The system hadn’t said anything since we talked. That made me worried.
A sudden clatter echoed from deeper inside the ruins.
Everyone flinched.
“It’s probably some wind,” someone whispered.
I listened.
No wind around us, no water either.
The sound of stone scraping against stone rang deep inside.
Something moved beneath us.
I stood slowly.
“Don’t,” a man hissed. “You’ll probably trigger something.”
“I’m not triggering anything,” I said. “It already knows we’re here.”
That was the truth no one wanted to hear.
A woman near the fire broke down crying. Quiet at first. Then harder over time.
“I just wanted to play something before bed,” she sobbed. “I have work tomorrow. I have a family… I have so much left to do.”
No one knew what to say.
A notification flickered in my vision.
NOTICE:
MENTAL FATIGUE INCREASES OVER TIME.
Yeah.

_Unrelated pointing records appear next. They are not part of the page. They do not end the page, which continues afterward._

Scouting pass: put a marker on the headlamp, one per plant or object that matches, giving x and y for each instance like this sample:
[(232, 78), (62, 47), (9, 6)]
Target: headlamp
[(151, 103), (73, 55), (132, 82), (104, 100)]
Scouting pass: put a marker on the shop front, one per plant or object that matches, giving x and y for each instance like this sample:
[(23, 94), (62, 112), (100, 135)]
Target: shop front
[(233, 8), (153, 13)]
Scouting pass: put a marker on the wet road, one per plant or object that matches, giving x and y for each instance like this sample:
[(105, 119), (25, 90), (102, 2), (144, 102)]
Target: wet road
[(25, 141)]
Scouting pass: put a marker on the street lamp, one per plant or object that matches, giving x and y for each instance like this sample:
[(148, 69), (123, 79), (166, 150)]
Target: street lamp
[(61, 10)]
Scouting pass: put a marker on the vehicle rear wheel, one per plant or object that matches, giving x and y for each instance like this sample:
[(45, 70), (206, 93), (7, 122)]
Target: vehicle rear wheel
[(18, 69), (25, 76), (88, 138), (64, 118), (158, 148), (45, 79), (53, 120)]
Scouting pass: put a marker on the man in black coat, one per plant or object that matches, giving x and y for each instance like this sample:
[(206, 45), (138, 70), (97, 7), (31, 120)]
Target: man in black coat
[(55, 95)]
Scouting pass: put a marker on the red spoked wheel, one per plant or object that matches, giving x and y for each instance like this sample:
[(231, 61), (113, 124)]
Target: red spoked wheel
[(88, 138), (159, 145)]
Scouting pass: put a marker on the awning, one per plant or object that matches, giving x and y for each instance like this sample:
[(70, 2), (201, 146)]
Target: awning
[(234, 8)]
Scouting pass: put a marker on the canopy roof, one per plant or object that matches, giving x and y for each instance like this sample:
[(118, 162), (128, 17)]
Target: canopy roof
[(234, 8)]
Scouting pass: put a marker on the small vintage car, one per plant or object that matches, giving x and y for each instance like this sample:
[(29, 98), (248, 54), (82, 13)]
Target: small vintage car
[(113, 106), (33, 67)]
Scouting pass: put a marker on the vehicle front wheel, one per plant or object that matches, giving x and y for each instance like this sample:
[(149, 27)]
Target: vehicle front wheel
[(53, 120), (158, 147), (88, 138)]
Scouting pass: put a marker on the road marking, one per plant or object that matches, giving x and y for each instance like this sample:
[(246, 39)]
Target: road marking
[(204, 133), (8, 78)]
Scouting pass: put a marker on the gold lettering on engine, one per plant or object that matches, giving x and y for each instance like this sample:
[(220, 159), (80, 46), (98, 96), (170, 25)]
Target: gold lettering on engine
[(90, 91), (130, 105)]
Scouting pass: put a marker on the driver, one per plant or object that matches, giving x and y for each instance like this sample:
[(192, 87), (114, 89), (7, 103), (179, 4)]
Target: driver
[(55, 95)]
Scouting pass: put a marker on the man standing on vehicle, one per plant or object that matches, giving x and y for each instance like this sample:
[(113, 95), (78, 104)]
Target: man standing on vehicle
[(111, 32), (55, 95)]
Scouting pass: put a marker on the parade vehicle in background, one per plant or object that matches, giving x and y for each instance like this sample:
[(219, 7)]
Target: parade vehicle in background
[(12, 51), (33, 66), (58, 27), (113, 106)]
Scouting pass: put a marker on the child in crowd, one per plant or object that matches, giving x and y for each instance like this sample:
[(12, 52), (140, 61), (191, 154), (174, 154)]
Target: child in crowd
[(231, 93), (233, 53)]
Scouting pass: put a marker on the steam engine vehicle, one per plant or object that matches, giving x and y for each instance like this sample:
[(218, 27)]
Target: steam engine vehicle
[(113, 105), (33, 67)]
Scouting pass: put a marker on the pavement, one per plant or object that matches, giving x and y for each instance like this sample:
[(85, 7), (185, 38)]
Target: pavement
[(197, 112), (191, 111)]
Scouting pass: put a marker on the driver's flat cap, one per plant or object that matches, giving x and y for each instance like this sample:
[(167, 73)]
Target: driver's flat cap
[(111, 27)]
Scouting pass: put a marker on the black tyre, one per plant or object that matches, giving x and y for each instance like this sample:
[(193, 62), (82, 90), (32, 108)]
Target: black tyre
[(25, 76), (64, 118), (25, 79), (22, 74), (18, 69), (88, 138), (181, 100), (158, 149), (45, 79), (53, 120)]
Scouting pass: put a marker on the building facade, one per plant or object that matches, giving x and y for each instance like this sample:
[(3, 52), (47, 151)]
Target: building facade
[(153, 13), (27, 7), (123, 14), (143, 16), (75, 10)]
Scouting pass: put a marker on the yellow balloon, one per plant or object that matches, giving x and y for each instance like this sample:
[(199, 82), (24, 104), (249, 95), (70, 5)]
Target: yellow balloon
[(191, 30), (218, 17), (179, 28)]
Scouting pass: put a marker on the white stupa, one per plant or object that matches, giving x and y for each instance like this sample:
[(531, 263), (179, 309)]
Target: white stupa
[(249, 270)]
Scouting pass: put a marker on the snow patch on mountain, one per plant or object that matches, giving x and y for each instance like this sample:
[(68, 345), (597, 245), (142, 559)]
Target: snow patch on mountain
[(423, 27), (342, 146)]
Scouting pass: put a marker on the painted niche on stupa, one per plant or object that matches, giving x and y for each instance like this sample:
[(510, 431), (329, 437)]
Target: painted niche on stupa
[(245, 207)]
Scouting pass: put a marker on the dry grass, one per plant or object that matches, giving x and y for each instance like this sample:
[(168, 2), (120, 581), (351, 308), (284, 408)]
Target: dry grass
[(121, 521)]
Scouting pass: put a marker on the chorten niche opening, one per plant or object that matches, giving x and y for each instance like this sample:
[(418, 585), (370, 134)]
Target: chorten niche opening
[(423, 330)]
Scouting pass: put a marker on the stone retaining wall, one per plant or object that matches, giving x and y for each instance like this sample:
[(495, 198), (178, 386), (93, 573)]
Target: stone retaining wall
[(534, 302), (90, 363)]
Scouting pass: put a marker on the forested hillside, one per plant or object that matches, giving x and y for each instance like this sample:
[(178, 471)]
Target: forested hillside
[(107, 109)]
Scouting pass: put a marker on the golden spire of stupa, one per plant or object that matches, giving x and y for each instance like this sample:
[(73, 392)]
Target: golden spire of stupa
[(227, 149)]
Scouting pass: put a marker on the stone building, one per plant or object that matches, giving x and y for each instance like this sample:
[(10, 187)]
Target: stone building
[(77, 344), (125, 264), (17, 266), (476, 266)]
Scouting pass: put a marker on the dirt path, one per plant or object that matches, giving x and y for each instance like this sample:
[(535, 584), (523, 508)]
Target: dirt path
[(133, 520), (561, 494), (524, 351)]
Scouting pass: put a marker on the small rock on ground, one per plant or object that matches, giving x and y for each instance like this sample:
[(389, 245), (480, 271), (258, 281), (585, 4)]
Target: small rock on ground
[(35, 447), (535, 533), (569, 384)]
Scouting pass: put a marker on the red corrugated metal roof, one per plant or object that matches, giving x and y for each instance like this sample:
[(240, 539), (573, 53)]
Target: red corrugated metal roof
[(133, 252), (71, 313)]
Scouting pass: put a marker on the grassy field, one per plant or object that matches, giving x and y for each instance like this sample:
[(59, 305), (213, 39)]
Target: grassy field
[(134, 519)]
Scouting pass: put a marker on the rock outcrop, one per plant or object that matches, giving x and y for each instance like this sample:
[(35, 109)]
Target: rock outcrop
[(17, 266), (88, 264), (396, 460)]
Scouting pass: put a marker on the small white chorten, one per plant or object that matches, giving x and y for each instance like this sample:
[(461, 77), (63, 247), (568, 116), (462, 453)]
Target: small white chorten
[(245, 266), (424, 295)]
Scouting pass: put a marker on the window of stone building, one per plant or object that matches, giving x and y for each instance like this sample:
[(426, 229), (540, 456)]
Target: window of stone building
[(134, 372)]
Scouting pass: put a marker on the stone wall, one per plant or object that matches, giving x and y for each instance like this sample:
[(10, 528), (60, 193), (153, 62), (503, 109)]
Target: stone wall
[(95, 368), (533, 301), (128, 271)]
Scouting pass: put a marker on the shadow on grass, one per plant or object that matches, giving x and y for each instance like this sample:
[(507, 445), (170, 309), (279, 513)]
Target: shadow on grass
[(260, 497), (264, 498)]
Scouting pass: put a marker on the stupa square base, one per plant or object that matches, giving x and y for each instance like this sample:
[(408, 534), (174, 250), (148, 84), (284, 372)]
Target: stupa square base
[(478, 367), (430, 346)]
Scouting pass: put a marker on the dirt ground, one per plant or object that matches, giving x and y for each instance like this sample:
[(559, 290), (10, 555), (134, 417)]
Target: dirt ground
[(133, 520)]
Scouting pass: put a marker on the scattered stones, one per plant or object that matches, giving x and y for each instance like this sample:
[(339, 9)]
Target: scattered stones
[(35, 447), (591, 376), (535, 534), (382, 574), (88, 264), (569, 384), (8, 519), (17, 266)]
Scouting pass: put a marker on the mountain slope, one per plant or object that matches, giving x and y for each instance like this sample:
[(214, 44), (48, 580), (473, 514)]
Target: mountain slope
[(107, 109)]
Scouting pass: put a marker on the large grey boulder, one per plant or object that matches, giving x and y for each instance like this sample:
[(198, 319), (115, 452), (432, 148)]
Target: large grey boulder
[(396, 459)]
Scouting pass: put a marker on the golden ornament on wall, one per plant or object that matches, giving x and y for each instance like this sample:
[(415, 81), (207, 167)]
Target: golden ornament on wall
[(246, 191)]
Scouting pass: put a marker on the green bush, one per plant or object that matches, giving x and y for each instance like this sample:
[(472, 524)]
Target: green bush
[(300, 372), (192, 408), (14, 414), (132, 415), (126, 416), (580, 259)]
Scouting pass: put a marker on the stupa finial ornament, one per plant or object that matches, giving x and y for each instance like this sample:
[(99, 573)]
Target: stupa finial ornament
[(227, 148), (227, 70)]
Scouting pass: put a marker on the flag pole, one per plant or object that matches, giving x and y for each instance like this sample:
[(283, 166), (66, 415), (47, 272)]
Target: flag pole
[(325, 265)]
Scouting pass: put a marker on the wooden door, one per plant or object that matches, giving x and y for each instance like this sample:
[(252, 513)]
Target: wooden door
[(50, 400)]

No shit.
A man named Owen, he was tall and nervous, always kept glancing at everyone, he stood up suddenly.
“We should take watches,” he said. “Like… shifts. If this place gets dangerous we need to know about it.”
No one argued.
That scared me.
No one was questioning him, they were all too tired to give it much thought.
That was how groups of people died…
We split into pairs. One awake, one resting. No one really slept.
When it was my turn to watch, the fire had gotten weak. The shadows danced across the walls, stretching into shapes.
Mira sat beside me.
“You still haven’t used your points, you know you can’t keep them forever,” she said softly.
“I’ll spend them when I have more information,” I replied.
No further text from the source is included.